La vertiginosa escalada bélica entre Israel e Irán en junio de 2025, y su aún más sorprendente cese, no debe ser leída como un evento aislado en la convulsa historia de Medio Oriente. Por el contrario, representa una cristalización de tendencias que venían gestándose por años y proyecta con inquietante claridad los contornos de un nuevo paradigma en las relaciones internacionales.
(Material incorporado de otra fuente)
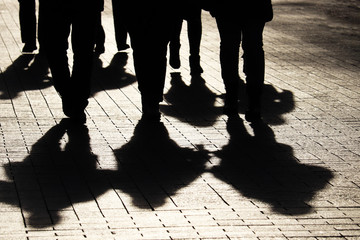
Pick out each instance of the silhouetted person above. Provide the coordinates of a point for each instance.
(79, 18)
(119, 26)
(100, 34)
(191, 12)
(148, 24)
(244, 22)
(27, 16)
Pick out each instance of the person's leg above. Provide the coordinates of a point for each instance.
(99, 37)
(230, 35)
(174, 45)
(119, 26)
(82, 39)
(194, 34)
(27, 15)
(254, 67)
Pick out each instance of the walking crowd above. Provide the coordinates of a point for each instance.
(153, 27)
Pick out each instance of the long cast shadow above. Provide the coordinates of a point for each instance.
(159, 166)
(27, 72)
(114, 76)
(61, 171)
(192, 103)
(261, 168)
(195, 103)
(53, 177)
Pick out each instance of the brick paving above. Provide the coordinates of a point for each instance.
(197, 175)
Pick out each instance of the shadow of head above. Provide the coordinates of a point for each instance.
(159, 166)
(193, 103)
(263, 169)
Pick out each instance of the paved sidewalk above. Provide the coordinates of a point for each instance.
(197, 175)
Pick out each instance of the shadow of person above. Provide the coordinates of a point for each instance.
(194, 103)
(275, 102)
(263, 169)
(113, 76)
(27, 72)
(56, 175)
(159, 167)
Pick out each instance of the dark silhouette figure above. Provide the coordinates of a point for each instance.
(263, 169)
(242, 22)
(27, 72)
(27, 15)
(194, 103)
(191, 12)
(79, 17)
(148, 24)
(100, 34)
(160, 169)
(113, 76)
(119, 26)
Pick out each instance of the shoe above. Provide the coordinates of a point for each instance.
(175, 61)
(76, 114)
(123, 47)
(195, 68)
(99, 50)
(29, 48)
(230, 110)
(253, 116)
(151, 113)
(174, 56)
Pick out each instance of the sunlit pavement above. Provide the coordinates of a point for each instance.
(197, 174)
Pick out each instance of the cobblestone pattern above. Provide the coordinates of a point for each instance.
(197, 175)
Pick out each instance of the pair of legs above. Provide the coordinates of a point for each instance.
(148, 29)
(74, 87)
(193, 17)
(250, 36)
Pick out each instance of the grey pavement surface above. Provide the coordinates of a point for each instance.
(197, 175)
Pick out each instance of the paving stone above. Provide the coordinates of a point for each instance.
(299, 180)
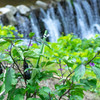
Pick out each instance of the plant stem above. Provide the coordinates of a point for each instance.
(41, 50)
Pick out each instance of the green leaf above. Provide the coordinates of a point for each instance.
(31, 34)
(19, 97)
(44, 92)
(79, 72)
(33, 99)
(20, 52)
(89, 83)
(10, 79)
(96, 71)
(3, 42)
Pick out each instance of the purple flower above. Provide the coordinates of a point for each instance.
(60, 69)
(7, 50)
(30, 45)
(65, 65)
(92, 64)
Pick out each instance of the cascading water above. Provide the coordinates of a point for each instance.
(34, 25)
(23, 25)
(82, 17)
(52, 24)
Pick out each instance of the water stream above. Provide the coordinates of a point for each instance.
(81, 18)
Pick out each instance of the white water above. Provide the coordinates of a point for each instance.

Lo que presenciamos no fue simplemente una guerra, sino un ensayo general de cómo se librarán, narrarán y resolverán los conflictos en un futuro cercano: como un espectáculo de alto impacto, gestionado a través de la diplomacia personalista y al margen de un orden internacional que se revela cada vez más obsoleto.
El rol de Donald Trump en esta crisis trasciende al de un simple mediador. Actuó como productor, director y protagonista de un drama geopolítico. Sus amenazas vía Truth Social, seguidas de una intervención militar directa y culminadas con el anuncio de un "alto al fuego total" que él mismo negoció, ilustran la consolidación de la diplomacia como una extensión de la marca personal de un líder. Las instituciones tradicionales, como los departamentos de Estado o las Naciones Unidas, quedaron reducidas a meros espectadores de una negociación conducida con la lógica de un acuerdo comercial: rápido, personal y centrado en el resultado inmediato.
Este modelo inaugura lo que podríamos denominar la "paz transaccional". A diferencia de los tratados de paz históricos, basados en procesos largos, marcos legales y concesiones mutuas verificables, esta nueva forma de paz es un pacto verbal, un apretón de manos entre hombres fuertes que se basa en un cálculo de poder y costo-beneficio. Su fortaleza no reside en la letra de un acuerdo, sino en la voluntad y permanencia de los líderes que lo sellan. Esto plantea un futuro de estabilidad precaria, sujeta a los vaivenes electorales, los egos y las percepciones cambiantes de los actores involucrados. La paz deja de ser un bien público global para convertirse en un activo privado y volátil.
La narrativa del conflicto fue tan crucial como los misiles. Desde la "enésima proeza del Mosad" hasta las promesas iraníes de abrir "las puertas del infierno", cada acción fue enmarcada en una retórica grandilocuente. La culminación fue la declaración de Trump sobre la "total y completa" destrucción del programa nuclear iraní. ¿Fue una evaluación militar precisa o una declaración performática de victoria? En la era de la diplomacia-espectáculo, la distinción es irrelevante. La percepción de éxito, amplificada por los medios y las redes sociales, se convierte en la realidad política.
Este fenómeno proyecta un futuro donde los conflictos se diseñan para ser mediáticamente consumibles. Las operaciones militares buscarán ser "espectaculares" y "quirúrgicas", no necesariamente para lograr objetivos estratégicos a largo plazo, sino para generar un impacto narrativo inmediato. La soberanía ya no reside únicamente en el control del territorio, sino en el control del relato. Para los líderes, el incentivo será optar por acciones audaces y televisivas en lugar de soluciones diplomáticas complejas y lentas. Esto, a su vez, condiciona a una ciudadanía que aprende a consumir la geopolítica como una serie de temporada, con héroes, villanos y giros de guion inesperados, disminuyendo el espacio para el análisis crítico y la deliberación informada.
La crisis de junio de 2025 demostró con crudeza la impotencia del orden internacional forjado en el siglo XX. El ataque preventivo de Israel, la represalia iraní, la intervención de Estados Unidos y la posterior agresión a bases en terceros países como Qatar e Irak, ocurrieron sin un mandato del Consejo de Seguridad de la ONU, que se limitó a convocar reuniones de urgencia a posteriori. El derecho internacional no fue un freno, sino una nota a pie de página.
El futuro que se vislumbra es uno de retorno a una política de esferas de influencia y equilibrio de poder, pero con la complejidad añadida de la tecnología militar avanzada y la guerra informativa. La norma de no agresión y el respeto a la soberanía se debilitan, siendo reemplazadas por la doctrina de la acción preventiva justificada por una amenaza percibida. En este escenario, la seguridad de las naciones más pequeñas no dependerá de un sistema de leyes colectivas, sino de su alineamiento con un patrón poderoso dispuesto a intervenir, ya sea militar o diplomáticamente, en su favor. La "Tregua Fantasma" no es, por tanto, el fin de un conflicto, sino la inauguración de un nuevo conjunto de reglas de juego, donde la fuerza, el espectáculo y la voluntad personalista dictan los frágiles límites entre la guerra y la paz.